Now, I wish to make it plain that vegetarians are not wedded to any a priori theory that the lines of dietetic development are stringently limited by the original structure of man. If the flesh-eater appeals, as he so often does, to physical structure, with the intent of attributing carnivorous instincts to mankind, we confront him with an array of scientific opinion which quickly makes him wish he had let the subject alone; and if he insists on the "evolutional" rather than the "natural" aspect of the problem, we are equally ready to meet him on this newer ground. But we decline to fall victims to the rather disingenuous quibble that lurks in the specious application to mankind of the term "omnivorous."
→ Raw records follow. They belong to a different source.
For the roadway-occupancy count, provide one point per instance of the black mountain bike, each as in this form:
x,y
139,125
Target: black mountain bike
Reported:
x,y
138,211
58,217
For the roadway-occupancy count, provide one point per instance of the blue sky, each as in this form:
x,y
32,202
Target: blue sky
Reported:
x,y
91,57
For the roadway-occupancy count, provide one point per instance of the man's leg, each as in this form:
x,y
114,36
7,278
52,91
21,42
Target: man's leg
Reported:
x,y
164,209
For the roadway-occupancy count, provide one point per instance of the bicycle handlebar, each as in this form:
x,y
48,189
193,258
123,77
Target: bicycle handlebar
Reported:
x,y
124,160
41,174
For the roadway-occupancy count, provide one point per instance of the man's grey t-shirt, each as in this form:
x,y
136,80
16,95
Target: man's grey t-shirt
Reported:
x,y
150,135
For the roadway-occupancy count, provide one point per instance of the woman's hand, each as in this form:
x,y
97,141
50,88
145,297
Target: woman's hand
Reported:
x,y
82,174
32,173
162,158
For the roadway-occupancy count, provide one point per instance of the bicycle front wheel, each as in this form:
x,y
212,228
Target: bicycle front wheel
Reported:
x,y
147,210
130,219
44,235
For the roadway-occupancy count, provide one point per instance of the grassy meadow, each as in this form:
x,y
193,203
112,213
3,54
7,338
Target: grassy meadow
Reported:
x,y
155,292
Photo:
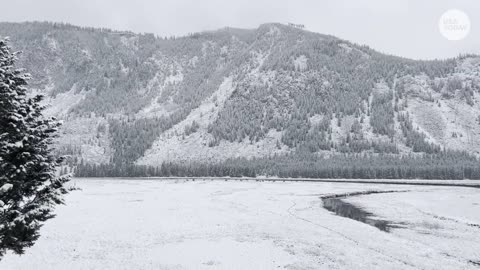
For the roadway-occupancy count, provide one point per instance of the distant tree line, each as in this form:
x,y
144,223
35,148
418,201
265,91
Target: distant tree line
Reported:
x,y
445,165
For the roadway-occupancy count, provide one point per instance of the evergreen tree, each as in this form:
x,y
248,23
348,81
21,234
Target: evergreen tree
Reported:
x,y
29,187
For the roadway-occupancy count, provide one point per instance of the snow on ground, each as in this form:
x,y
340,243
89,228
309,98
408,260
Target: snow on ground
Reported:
x,y
178,224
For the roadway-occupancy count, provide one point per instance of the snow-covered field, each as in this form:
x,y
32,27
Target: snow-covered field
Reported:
x,y
178,224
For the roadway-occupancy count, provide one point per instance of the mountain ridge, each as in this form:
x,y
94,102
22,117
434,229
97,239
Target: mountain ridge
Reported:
x,y
243,93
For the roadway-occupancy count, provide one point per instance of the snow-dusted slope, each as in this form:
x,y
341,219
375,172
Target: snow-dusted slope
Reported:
x,y
247,93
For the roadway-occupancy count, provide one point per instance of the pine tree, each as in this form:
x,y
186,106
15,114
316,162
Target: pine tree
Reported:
x,y
29,186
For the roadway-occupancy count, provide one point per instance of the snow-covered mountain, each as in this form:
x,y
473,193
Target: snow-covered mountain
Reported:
x,y
277,89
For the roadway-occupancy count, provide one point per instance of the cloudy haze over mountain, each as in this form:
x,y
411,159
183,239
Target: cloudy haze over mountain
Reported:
x,y
406,28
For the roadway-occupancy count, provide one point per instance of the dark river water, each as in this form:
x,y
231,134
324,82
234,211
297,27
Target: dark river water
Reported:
x,y
348,210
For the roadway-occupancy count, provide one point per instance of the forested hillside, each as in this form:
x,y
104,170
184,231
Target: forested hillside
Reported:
x,y
247,97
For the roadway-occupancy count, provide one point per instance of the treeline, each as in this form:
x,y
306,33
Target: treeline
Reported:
x,y
447,165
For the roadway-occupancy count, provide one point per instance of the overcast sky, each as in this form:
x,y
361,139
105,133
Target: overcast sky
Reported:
x,y
402,27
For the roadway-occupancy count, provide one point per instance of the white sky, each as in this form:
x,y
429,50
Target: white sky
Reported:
x,y
402,27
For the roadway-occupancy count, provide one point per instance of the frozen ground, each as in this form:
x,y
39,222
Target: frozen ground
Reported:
x,y
178,224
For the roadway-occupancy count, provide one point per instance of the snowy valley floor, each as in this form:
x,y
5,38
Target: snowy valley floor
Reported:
x,y
178,224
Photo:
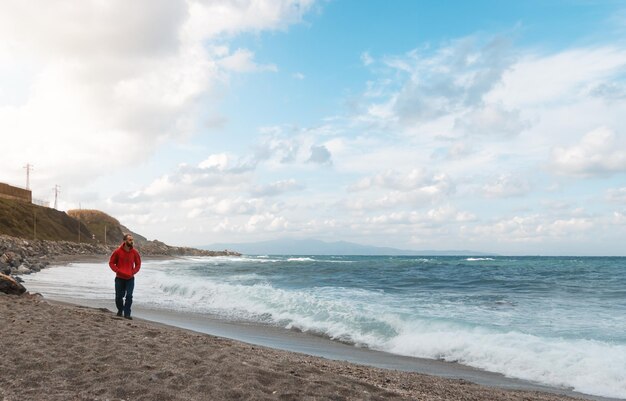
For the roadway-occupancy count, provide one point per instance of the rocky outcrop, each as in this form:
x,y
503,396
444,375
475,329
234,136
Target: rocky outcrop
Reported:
x,y
19,256
155,247
9,285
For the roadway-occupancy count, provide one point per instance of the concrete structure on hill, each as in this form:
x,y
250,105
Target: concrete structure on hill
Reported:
x,y
10,192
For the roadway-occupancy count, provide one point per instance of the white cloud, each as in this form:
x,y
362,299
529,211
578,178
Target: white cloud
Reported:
x,y
539,79
366,59
242,61
491,120
506,186
276,188
599,152
616,195
104,75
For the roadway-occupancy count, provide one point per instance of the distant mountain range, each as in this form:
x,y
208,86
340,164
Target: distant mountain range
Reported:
x,y
288,246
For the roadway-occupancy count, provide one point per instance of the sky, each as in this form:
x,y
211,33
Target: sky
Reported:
x,y
429,125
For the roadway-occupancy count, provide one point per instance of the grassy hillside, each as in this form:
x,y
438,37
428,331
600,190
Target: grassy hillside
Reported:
x,y
101,224
25,220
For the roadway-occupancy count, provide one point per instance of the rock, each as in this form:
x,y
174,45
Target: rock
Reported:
x,y
9,286
22,269
5,268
For what, in the present connection, does the word "omnivorous" mean? It cannot, obviously, mean that man should, like the hog, eat everything, for, if so, it would sanction not only flesh-eating, but cannibalism, and we should have to class mankind (so Professor Mayor has wittily remarked) as hominivorous! It must mean, presumably, that man is fitted to eat not everything, but anything—vegetable food or animal food—implying that he is eclectic in his diet, free to choose what is good and reject what is bad, without being bound by any original law of nature.[[7]] To the name "omnivorous," used not in the hoggish sense, but in this rational sense, and not excluding, as the scientists would absurdly make it exclude, the force of moral and other considerations, the vegetarian need raise no objection. Man is "omnivorous," is he? He may select his own diet from the vegetable and animal kingdoms? Well and good: that is just what we have always advised him to do, and we are prepared to give reasons, moral and hygienic, why, in making the selection, he should omit the use, not of all animal products, but of flesh. The scientists cannot have it both ways. They cannot dogmatise on diet as a thing settled by comparative anatomy, and also assert that man is "omnivorous"—i.e., free to choose what is best.
But let us return to our monkeys.
Scientist: You just now quoted the gorilla as a frugivorous animal, but, on further consideration, I cannot admit him to be so. He is omnivorous—like man. I have Sir Richard Owen's authority for it.
Vegetarian: What! Does the ape rush upon the antelopes, and rend them with those canine teeth of his? How horrible!
Scientist: Not exactly that; but it was stated by Sir Henry Thompson that "Sally," the large chimpanzee once so popular in the Zoological Gardens, was not infrequently supplied with animal food.
Vegetarian: Well, and how does that prove that the chimpanzee is not naturally frugivorous? I should imagine that any one of us, if placed in a cage, and stared at all the year round by a throng of gaping visitors, might be liable to aberrations. Even a vegetarian might do the same.
Scientist: But in their wild state also the baboons are known to prey on lizards, young birds, eggs, etc., when they can get them. Perhaps you were not aware of this when you called the apes frugivorous?
Vegetarian: I was quite aware of it, and in view of the exceedingly small importance of these casual pilferings as compared with their staple diet, I maintain that they are, for all practical purposes, frugivorous. Indeed, so far from this mischievous penchant of the apes being an argument against vegetarianism, it is most suggestive as explaining how the early savages may have passed, almost by accident at first, from a frugivorous to a mixed diet.
Scientist: Well, at any rate, it indicates that apes have a tendency to become omnivorous.